【育苗管理①】 温度管理編
苗を一定期間、人工的な環境下で発芽・育成させ、その後田畑に移植すること
■育苗の効果
発芽・育成時期においては、気温・風雨などの影響を強く受けやすいので、一定期間人工的に管理された環境下にて保育することは極めて有益。
また、育苗トレイ1箱のサイズは「30㎝×60㎝」で、この小さなスペースで200本の苗を管理できます。例えば、1000株のカブを育てるために、畑に直接種をまいて育てる場合は、約1m×2.5mのスペースが必要ですが、育苗だと、5トレイ(60㎝×1.5m)で管理が可能です。しかも1か所で管理ができるため、作業の省力化になります。


■育苗の重要性
人間よりも植物は圧倒的に強く生きていますが、野菜は人間同様、生まれてから自立できるまでの期間は、その後の野菜人生を大きく左右するもっとも重要な成長段階です。幼少期に、愛情たっぷり、適切な環境を提供することで、野菜たちは病気や虫に負けることなく、素直に育っていきます。少ない経験値ですが、そんな気がします。
だから、「苗づくり」には細心の注意とまごころを込めます。
■育苗で重要な条件
「温度」「水」「空気」「光」「土」
これらをコントロールして適切な環境を作ることで、苗は健康的に育ちます。
その中で特に重要でコントロールが難しいのが「温度」管理。
種が発芽するために必要な温度は、野菜の種類により差はありますが、おおよそ、15℃~25℃です。これ以上でも以下でもうまく発芽しませんし、発芽しても元気な苗になりません。
「信州松代 みやざき農園」の育苗における「温度管理」は太陽熱を活用した管理方法です
ハウスを閉め切って外気をできるだけ遮断すると、外気温が氷点下でも、天気の良い日は、日中のハウス内温度が30度以上に上がります。この太陽熱を利用して冬の寒い時期でも苗たちにとって快適な温度を作ってあげます。
具体的には、ハウスを開けたり閉めたりして温度を上げ下げします。かなり原始的な方法です。また、特に夜間は気温が氷点下となるので、ビニールで何重にも被覆してあげて、日中に温まった温度をできる限り下げないようにしてあげます。農業用のビニール1枚で外気温との差を約1℃つけることができます(農大で教えてもらいました)。これを利用して、夜ビニールを5枚かけて就寝してもらっています。5枚かけると外よりも6℃~8℃温度が高い状態を保つことができます。トレイの下にも断熱シートを敷き、放射冷却による温度低下を防ぎます。

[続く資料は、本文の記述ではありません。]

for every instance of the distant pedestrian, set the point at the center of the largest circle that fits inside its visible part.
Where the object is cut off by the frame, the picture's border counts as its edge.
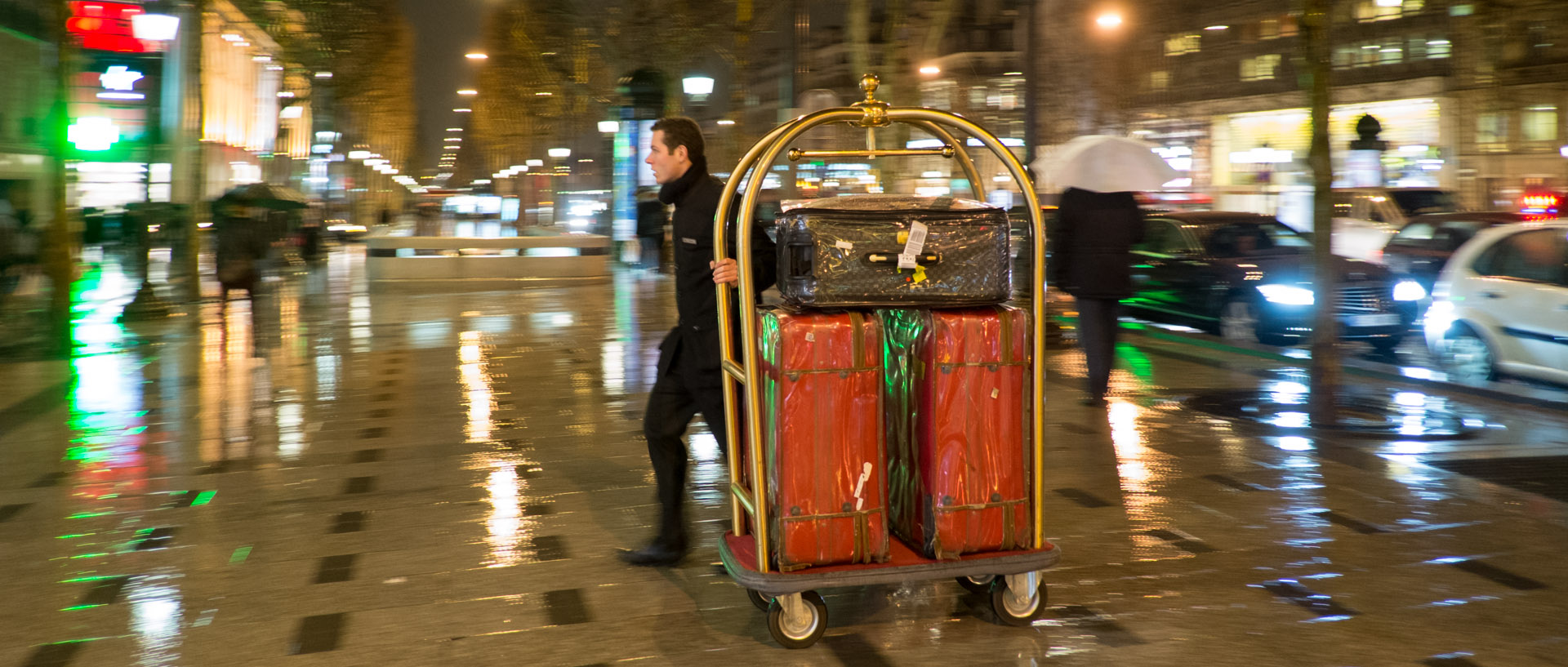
(1092, 262)
(688, 359)
(651, 216)
(242, 245)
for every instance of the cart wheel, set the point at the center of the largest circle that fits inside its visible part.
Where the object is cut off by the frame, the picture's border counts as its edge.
(797, 620)
(1013, 608)
(761, 602)
(978, 585)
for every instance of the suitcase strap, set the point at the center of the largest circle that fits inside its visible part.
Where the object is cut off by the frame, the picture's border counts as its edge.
(862, 534)
(1010, 539)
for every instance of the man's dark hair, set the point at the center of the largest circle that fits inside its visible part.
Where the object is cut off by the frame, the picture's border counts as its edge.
(681, 131)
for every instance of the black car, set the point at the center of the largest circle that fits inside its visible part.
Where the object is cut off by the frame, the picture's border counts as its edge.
(1424, 245)
(1249, 276)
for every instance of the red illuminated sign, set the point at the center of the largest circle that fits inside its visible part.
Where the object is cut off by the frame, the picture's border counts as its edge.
(105, 25)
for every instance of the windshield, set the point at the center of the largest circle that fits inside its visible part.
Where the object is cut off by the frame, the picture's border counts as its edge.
(1424, 201)
(1247, 240)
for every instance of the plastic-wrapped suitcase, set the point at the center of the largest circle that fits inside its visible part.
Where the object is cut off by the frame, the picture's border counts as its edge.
(823, 438)
(957, 401)
(874, 249)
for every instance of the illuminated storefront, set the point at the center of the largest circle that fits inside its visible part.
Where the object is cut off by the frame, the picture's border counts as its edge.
(1269, 148)
(247, 102)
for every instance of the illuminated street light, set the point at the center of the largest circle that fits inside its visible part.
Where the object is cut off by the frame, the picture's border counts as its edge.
(156, 27)
(697, 85)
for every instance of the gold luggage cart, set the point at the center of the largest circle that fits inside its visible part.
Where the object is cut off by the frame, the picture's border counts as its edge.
(797, 616)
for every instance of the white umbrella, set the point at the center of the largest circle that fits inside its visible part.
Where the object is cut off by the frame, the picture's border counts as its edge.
(1104, 163)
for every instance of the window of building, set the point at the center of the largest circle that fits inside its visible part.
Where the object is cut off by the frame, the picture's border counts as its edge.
(1183, 44)
(1368, 11)
(1288, 27)
(1259, 68)
(1539, 124)
(1491, 132)
(1392, 54)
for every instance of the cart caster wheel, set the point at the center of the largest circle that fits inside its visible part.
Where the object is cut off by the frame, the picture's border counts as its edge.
(979, 585)
(758, 600)
(797, 620)
(1013, 608)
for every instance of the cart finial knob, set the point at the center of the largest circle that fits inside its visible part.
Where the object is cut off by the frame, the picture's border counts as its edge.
(869, 83)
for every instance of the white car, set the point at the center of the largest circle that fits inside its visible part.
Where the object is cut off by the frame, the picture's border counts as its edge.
(1366, 218)
(1501, 305)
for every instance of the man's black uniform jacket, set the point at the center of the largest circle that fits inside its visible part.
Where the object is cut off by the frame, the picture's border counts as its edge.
(692, 346)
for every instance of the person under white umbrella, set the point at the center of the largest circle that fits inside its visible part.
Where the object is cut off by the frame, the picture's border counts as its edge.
(1098, 223)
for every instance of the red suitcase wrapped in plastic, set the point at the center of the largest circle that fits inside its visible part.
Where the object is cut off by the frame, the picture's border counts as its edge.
(957, 402)
(823, 438)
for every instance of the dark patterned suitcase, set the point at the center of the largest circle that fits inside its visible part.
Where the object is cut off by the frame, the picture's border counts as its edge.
(872, 249)
(957, 402)
(823, 438)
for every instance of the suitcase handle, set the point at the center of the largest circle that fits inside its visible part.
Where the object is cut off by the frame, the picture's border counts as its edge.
(799, 260)
(925, 259)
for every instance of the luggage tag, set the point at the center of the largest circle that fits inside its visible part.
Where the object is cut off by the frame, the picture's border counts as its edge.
(860, 487)
(913, 247)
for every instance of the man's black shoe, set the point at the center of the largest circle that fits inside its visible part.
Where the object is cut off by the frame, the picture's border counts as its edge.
(653, 554)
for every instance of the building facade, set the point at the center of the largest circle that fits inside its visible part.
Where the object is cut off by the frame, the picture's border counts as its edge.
(1468, 95)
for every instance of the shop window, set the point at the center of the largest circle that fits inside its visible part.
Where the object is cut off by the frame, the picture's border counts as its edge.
(1288, 27)
(1491, 132)
(1368, 11)
(1539, 124)
(1183, 44)
(1259, 68)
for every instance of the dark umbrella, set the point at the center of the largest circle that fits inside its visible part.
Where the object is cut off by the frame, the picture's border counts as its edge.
(267, 196)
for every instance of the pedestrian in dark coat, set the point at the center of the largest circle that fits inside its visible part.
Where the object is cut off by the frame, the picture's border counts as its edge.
(688, 359)
(651, 218)
(1092, 262)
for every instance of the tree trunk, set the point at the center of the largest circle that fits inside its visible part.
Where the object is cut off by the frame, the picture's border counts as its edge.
(1325, 375)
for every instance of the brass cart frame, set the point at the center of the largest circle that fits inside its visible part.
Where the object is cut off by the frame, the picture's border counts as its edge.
(1017, 573)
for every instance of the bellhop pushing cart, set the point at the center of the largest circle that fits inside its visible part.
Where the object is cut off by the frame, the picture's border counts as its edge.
(797, 616)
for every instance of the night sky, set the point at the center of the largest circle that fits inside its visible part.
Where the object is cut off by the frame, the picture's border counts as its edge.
(444, 30)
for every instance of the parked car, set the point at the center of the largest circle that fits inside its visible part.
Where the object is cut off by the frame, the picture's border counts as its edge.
(1366, 218)
(1501, 305)
(1426, 243)
(1250, 278)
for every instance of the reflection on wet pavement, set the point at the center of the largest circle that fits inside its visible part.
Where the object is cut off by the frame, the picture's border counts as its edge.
(416, 479)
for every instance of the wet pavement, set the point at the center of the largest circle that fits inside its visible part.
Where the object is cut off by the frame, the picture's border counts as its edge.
(337, 478)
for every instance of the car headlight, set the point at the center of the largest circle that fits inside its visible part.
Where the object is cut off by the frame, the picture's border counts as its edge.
(1288, 295)
(1440, 317)
(1409, 290)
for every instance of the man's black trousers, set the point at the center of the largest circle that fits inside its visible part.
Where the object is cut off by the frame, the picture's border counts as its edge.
(1098, 339)
(671, 404)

それでもなかなか快適な環境を作ってあげることが難しいので、苗たちには苦労をかけますが、あとは「頑張れ!」と声がけをして応援してあげることしかできません。


こんな感じで、毎日何回も育苗ハウスの様子を確認しながら、わが子のように育てています。育苗さえうまくいけば、半分は成功です。
2月から6月までは育苗の最盛期。春の訪れとともに、だんだんと忙しい日々がやってきます。
苦労するが、その後の成長を考えるとワクワクです。